Herr Huber, Sie kaufen sich doch auch keinen Anzug, der Ihnen erst passt, wenn Sie 20 Kilogramm abgenommen haben.

(Beifall bei der SPD)

Richtig wäre es, erst die künftigen staatlichen Aufgaben zu defi nieren und sich dann den Anzug zu bestellen, der Ihnen eventuell auch passt. Sie haben mit dieser Verwaltungsreform das Pferd von hinten aufgezäumt: Zuerst wurde beschlossen, dann wurde vielleicht ein wenig nachgedacht, auf jeden Fall wurde das Ganze nicht in der Reihenfolge gemacht, in der es gemacht hätte werden sollen. Sie sprechen von einem Dialog mit allen Beteiligten. Sie müssen Dialog irgendwie mit Monolog verwechseln; denn all diejenigen, die von der Sache betroffen sind, fühlen sich nicht beteiligt.

(Beifall bei der SPD)

Die Personalräte sprechen von einem Scherbenhaufen. Die Bayreuther CSU warnt vor einem Pendeltourismus. In der „Süddeutschen Zeitung“ vom 11. November heißt es:

„Herr Huber schafft einen Sündenfall.“ Auf jeden Fall nimmt die Öffentlichkeit den Sachverhalt ganz anders wahr als Sie, Herr Huber. Obwohl der Fraktionsvorsitzende der CSU – jetzt ist er gerade nicht da –

(Zurufe von der SPD: Der ist schon länger nicht mehr da!)

in der „Fränkischen Landeszeitung“ vom 08.10.2004 versprach, es werde jeder Einzelfall genau geprüft und Verlagerungen von Dienststellen sollten keine zusätzlichen Kosten verursachen, waren er und die gesamte CSUFraktion nicht bereit, Kriterien aufzuzeigen bzw. von der Staatsregierung einzufordern, nach denen die Ämterschließungen bewertet werden können. Wenn die CSU im Ausschuss sagt, die Kosten-Nutzen-Analyse bekommt der Arbeitskreis der CSU und der Rest des Parlaments, nämlich die Opposition, kann die Information in mündlichen und schriftlichen Anfragen abfragen, dann zeigt das Ihr parlamentarisches Verständnis.
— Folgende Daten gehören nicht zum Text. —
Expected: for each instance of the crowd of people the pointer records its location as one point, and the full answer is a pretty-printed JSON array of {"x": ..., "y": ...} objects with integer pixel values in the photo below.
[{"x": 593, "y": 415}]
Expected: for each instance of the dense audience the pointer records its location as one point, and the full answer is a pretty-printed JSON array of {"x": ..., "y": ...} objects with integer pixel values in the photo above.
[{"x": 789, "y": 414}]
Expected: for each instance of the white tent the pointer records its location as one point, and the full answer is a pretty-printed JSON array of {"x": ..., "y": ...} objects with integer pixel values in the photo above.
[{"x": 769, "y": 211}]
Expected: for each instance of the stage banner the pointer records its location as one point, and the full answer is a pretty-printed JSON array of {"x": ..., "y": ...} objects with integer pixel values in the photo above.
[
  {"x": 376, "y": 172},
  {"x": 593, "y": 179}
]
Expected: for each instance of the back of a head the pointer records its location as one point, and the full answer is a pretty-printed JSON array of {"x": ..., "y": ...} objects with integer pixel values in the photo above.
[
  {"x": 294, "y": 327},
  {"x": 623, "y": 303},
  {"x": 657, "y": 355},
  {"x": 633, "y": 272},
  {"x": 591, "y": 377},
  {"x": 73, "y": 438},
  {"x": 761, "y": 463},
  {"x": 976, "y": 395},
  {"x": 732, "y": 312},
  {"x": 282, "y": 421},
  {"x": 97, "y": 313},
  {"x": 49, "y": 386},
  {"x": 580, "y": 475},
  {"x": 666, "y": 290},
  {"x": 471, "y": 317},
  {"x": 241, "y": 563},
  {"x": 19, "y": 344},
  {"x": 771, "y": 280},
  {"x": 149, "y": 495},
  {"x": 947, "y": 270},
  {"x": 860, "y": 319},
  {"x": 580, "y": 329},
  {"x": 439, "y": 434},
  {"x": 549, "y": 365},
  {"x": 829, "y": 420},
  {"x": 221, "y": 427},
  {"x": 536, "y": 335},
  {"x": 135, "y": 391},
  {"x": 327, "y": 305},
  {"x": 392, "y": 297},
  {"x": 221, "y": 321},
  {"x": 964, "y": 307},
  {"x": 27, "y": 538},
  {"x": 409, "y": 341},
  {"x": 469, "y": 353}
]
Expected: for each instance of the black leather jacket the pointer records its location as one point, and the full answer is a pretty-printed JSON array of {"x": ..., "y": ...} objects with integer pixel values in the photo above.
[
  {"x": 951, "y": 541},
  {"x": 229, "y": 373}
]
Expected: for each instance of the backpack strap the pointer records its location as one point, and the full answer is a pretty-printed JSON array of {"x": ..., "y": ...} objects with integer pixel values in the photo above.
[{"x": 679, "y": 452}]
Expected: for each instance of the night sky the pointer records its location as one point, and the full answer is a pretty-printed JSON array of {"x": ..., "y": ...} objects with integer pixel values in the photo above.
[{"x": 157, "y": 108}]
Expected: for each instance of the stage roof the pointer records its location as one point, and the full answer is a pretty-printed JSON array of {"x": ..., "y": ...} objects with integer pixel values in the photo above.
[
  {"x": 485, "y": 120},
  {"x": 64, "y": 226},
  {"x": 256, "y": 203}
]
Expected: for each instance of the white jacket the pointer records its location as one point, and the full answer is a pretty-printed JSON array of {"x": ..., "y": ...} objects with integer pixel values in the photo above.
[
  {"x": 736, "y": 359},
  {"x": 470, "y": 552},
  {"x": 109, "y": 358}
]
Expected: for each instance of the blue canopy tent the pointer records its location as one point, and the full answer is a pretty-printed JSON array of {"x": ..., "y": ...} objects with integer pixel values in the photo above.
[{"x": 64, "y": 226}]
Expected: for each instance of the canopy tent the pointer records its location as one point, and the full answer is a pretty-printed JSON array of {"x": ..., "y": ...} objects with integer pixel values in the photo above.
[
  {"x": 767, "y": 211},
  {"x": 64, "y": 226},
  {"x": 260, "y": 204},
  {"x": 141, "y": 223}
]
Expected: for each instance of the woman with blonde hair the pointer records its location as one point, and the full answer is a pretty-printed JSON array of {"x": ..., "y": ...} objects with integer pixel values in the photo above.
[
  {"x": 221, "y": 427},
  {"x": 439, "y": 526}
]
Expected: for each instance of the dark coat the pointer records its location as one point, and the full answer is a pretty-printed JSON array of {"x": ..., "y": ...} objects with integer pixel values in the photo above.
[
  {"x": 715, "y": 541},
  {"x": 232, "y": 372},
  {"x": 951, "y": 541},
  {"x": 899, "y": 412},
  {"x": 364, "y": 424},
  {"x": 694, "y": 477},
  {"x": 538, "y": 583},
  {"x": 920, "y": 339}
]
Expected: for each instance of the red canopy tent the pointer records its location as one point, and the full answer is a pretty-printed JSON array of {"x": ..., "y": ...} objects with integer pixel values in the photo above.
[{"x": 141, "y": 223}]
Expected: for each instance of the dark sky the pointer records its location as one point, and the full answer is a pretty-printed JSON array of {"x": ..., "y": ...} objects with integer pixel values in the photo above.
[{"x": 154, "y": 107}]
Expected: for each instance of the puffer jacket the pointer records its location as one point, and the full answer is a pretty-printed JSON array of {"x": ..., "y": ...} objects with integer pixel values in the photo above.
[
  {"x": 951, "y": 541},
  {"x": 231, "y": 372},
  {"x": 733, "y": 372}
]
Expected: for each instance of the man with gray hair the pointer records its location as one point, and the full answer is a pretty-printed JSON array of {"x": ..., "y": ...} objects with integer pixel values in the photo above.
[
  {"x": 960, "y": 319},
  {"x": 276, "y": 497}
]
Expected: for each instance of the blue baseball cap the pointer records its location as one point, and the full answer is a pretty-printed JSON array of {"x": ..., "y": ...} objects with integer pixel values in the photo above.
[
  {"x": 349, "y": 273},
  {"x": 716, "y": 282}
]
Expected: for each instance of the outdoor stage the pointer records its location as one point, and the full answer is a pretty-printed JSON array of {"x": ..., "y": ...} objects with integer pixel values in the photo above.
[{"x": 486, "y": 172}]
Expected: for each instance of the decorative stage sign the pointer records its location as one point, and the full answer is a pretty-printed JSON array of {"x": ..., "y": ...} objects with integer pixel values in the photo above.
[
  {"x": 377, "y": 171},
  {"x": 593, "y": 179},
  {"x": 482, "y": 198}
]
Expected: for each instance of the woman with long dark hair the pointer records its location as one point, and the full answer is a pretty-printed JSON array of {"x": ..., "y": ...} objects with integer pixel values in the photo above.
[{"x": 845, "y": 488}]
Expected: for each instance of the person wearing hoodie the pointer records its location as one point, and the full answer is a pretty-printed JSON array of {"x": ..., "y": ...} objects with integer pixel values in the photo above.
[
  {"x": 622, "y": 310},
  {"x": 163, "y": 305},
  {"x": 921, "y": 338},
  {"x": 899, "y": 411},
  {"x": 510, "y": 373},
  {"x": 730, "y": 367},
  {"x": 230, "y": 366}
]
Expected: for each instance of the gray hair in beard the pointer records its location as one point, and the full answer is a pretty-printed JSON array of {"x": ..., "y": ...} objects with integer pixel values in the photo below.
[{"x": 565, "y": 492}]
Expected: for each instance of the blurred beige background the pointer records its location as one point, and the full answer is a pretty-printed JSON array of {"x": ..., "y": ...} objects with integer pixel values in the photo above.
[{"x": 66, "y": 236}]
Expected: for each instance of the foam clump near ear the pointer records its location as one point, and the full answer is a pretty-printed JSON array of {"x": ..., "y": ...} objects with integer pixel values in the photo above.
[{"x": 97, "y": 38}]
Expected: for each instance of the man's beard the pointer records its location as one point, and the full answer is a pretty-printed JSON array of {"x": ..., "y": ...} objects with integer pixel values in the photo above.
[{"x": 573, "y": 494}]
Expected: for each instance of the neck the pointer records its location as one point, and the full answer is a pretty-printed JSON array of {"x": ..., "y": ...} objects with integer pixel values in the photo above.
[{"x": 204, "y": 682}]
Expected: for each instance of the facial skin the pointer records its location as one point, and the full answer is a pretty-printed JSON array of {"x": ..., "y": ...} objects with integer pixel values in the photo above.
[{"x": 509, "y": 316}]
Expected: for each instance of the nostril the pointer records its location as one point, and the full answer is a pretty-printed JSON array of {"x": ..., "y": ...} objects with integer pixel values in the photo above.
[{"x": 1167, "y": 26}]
Was ist das für ein Staatsverständnis? Was ist das für ein Demokratieverständnis? – Das ist eine grobe Missachtung des Parlaments, der Sie, Kolleginnen und Kollegen von der CSU, die Hand reichen. Was ist das für ein Staatsverständnis, wenn die CSU-Fraktion am 17. November beschließt, wo welche Behörden künftig hinkommen, und dies alles am Parlament vorbei durchgeführt wird? Die CSU ist lang noch nicht das Parlament, auch nicht mit Zweidrittelmehrheit.

(Beifall bei der SPD)

Im Mittelpunkt dieser Beschlüsse stand nicht eine sachgerechte Entscheidung, sondern die Frage, wer bekommt was. Dieses Behördendomino geht nicht nur zulasten der Beschäftigten, sondern auch zulasten der Bürgernähe und vor allem zulasten des fl achen Landes. Aber Sie stellen sich hin und sagen, diese Verwaltungsreform orientiert sich an den Bedürfnissen der Bürgerinnen und Bürger. Sie sagen, die Verwaltung bleibt in der Fläche präsent. Das zeigt einen weiteren Realitätsverlust, weil die Bürgerinnen und Bürger draußen das ganz anders sehen.